# Layout blinds



## Moosehunter09 (Apr 15, 2014)

What is your favorite layout blind? Why? Anything to stay away from?


----------



## SDMAN (Mar 8, 2014)

All the blinds I am using right now are GHG ground force there my favorite. :strapped:


----------



## CrazyWalsh81 (Nov 30, 2011)

I prefer Avery Finishers because of the space and how they fold up for transport. When folded they can take some gear on them and don't fly around in the wind like alot of the others that stay large.

Many people want lower profile, but later in the year they all go back to a bigger blind. If I had to own only one this is it, I've owned three and still have two for use.


----------



## teamflightstoppersND (Feb 20, 2009)

Just bought a banded blind. Its pretty wide to cut he profile down. Lots of room to move around. May be a pain to stubble. The steel construction should hold up well.


----------



## SDMAN (Mar 8, 2014)

I don't like the most roomy blinds on the market, I would rather be harder to see, (for the geese) than a little more room.


----------



## fieldgeneral (Feb 12, 2013)

Ditch the blinds and go with Gillie-suits.


----------



## JethroBodine (Jan 5, 2013)

avery finisher all the way!


----------



## SDMAN (Mar 8, 2014)

GHG ground force is way faster for setting up.


----------



## makin it rain (Apr 2, 2009)

SDMAN said:


> GHG ground force is way faster for setting up.

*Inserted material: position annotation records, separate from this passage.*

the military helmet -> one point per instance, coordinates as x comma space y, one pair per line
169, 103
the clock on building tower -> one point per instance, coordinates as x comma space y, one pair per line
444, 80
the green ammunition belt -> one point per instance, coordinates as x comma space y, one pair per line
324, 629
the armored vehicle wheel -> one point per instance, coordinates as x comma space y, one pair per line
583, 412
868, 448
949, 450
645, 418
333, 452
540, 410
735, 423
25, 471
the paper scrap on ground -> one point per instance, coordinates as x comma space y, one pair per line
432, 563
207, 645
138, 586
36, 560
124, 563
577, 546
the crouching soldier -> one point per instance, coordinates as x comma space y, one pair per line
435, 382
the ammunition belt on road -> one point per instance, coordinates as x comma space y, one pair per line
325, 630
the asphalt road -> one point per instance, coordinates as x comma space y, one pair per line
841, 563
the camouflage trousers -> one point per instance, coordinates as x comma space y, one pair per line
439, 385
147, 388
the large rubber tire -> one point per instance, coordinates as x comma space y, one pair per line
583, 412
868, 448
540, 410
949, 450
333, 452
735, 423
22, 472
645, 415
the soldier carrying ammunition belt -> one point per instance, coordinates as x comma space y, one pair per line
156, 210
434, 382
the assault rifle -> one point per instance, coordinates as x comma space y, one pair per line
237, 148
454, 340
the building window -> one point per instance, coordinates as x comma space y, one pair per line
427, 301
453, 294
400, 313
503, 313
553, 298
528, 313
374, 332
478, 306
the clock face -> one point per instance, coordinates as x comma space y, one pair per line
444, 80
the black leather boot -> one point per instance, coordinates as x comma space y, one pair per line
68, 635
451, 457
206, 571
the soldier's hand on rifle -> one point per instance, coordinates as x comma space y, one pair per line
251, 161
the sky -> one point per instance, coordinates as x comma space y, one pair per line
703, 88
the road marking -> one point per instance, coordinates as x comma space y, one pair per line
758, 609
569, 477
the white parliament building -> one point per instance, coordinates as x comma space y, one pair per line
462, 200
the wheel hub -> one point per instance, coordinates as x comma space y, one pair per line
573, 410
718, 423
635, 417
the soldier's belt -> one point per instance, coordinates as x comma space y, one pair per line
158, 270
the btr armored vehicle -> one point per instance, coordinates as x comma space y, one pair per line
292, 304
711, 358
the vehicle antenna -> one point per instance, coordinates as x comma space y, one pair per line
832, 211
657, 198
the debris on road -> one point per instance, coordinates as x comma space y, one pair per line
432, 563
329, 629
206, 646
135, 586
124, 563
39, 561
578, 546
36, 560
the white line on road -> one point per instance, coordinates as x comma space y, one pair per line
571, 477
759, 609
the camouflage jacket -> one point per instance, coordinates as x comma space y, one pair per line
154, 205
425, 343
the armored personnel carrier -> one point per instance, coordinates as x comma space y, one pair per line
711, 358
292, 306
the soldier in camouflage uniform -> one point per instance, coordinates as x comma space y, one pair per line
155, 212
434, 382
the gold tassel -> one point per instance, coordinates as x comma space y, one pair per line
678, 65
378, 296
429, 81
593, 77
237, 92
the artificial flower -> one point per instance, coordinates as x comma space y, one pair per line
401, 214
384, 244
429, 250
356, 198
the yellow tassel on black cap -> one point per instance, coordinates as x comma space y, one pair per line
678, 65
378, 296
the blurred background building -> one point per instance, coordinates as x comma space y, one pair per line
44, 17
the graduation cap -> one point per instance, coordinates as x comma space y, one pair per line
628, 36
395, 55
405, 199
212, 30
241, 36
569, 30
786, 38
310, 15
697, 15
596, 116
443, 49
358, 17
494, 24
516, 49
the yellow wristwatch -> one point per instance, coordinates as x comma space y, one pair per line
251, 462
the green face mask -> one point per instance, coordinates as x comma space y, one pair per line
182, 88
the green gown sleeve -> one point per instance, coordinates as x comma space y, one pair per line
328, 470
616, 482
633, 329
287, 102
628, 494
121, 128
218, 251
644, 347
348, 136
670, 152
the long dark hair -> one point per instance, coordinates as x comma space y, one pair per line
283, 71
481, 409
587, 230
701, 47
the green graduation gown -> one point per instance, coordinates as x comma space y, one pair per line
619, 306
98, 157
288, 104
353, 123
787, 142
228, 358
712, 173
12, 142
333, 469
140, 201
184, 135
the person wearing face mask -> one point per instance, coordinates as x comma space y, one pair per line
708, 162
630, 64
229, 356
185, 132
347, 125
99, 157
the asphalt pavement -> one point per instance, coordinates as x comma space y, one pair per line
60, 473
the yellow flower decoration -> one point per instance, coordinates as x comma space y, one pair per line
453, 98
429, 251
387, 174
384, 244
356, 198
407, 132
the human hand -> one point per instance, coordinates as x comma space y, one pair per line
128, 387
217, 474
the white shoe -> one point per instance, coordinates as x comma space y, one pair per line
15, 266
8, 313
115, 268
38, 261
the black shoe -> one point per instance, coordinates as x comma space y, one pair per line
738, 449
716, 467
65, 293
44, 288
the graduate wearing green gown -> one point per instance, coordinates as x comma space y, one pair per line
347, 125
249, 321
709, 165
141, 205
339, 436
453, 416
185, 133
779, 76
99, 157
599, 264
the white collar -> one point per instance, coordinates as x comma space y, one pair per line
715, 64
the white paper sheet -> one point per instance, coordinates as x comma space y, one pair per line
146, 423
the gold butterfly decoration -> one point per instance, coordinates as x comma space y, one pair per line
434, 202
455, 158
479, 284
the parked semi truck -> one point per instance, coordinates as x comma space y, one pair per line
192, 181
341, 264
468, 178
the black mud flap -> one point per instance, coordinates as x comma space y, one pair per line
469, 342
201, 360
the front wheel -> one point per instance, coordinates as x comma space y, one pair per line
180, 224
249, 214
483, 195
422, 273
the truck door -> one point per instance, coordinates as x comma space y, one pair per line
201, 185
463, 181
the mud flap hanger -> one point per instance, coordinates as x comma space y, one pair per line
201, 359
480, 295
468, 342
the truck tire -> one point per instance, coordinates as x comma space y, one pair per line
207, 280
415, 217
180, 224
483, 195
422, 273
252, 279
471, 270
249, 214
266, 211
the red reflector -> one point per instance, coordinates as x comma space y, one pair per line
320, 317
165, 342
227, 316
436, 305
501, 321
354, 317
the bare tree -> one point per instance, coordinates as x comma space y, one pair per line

I would agree. I find myself fighting the finisher and those side supports time and time again.


----------



## CrazyWalsh81 (Nov 30, 2011)

I guess to me I like the suitcase fold of the finisher for strength when packed in my trailer, I know nothing is going to break or bend and it is easier to carry into a field on a windy day...its not like having a paracute straped to your back. Pack in a blind, gun, bag, and decoy bags in high winds and you know what I am talking about. Plus it is pin free, the first Ground Force I had I lost a pin opening the box up.


----------